The opening was created when councilman Les Rossich resigned in July. The Town Council had 90 days to fill the vacancy. The County Council had another 90 days.

County Attorney Susan Long said this is the first time in her 25 years with the county that the County Council has had to ask the governor to fill a Town Council or similar position because no one applied.

South Prairie straddles state Route 162 about 30 miles east of Tacoma. It is known as the last stop on the main stem of the Foothills Trail. About half of its residents live in the South Prairie RV Park.

The town has a mayor/council form of government. There are five members on the council, plus the mayor, who breaks ties in most matters.

But South Prairie’s civic machine hasn’t exactly run smoothly over the past year. Four council members, including Rossich, resigned in 2014. Councilman Stu Terry was the only one to stick around. Appointments were made for three of the open positions.

Mayor Tony Caldwell said he asked every adult in town to fill the one remaining vacancy.

Their response: “‘We’re not interested. We don’t have time.’”

One person — the daughter of town clerk Marla Nevill — did apply. But the Town Council voted not to appoint her because she had a conflict of interest because of her mom’s job, Caldwell said.

Caldwell said he phoned people, went door-to-door and asked others at the post office. Other council members asked as well.

The mayor says people don’t want to get involved in any matters that might stir up conflict.

The town is so small that when the council makes rules, Caldwell said, people get upset. “You’re stepping on your neighbors’ or relatives’ toes.”

Roach, the County Council chairman, agreed.

“It’s very difficult when you’ve got only a few hundred people,” said Roach, R-Bonney Lake. “The smaller the town, the smaller the group, the more political it becomes.”

South Prairie Council members are paid $50 a month. The mayor is paid $100 a month.

“It’s a lot of work for $100,” said Caldwell, who’s been on the council 16 years. “It’s a part-time position. But I’m on call 24/7.”

Caldwell, a retired naval architect, was appointed mayor in 2013 after the previous mayor resigned. He didn’t decide to stand for election as mayor later that year until no one ran and the filing period was extended.

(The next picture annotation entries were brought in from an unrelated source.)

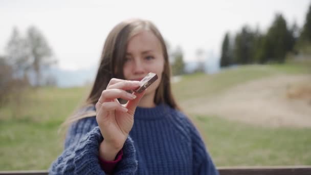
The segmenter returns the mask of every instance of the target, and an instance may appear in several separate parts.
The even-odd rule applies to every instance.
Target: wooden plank
[[[219,167],[220,175],[310,175],[311,166]],[[0,175],[47,175],[47,170],[0,171]]]
[[[311,166],[218,167],[220,175],[310,175]]]

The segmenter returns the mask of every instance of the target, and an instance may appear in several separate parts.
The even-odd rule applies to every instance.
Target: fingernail
[[[121,107],[121,108],[122,109],[122,111],[124,111],[124,112],[127,112],[127,110],[127,110],[127,108],[126,107],[124,107],[124,106],[122,106],[122,107]]]
[[[128,97],[129,97],[130,98],[131,98],[132,99],[135,99],[136,98],[136,96],[134,94],[127,93],[127,95],[128,96]]]

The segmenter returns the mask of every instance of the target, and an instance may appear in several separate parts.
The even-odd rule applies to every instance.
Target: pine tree
[[[229,42],[229,34],[227,33],[221,47],[221,57],[220,57],[220,67],[227,67],[231,63],[231,53]]]

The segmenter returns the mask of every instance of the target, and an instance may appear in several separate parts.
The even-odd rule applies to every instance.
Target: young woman
[[[143,93],[131,93],[149,72],[159,79]],[[179,110],[170,77],[164,40],[151,22],[117,25],[50,173],[218,174],[197,129]]]

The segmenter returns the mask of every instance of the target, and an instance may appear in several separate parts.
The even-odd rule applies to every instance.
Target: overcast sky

“I was hesitant to run,” Caldwell said. “If you’re there 15 (or) 16 years, you get a little burned out.”

The town has an annual budget of $1 million. It has two employees, the part-time clerk and deputy clerk.

It has its own water and sewer system, run by contract. The Pierce County Sheriff’s Department provides police service, also by contract.

The saga of the unwanted council seat might finally have a happy ending. One South Prairie resident stepped forward this week, and the town is in the process of forwarding her name to the governor, Caldwell said Wednesday.

If an appointment is made, that person would serve through December. An election will be held this November to fill the next four-year term.

Of course, that assumes someone will file to run for the office, or any of the others on the ballot this year.

All five South Prairie council positions are up for election in 2015.

“People are not like they used to be,” Caldwell said. “It was an honor to be on the council.”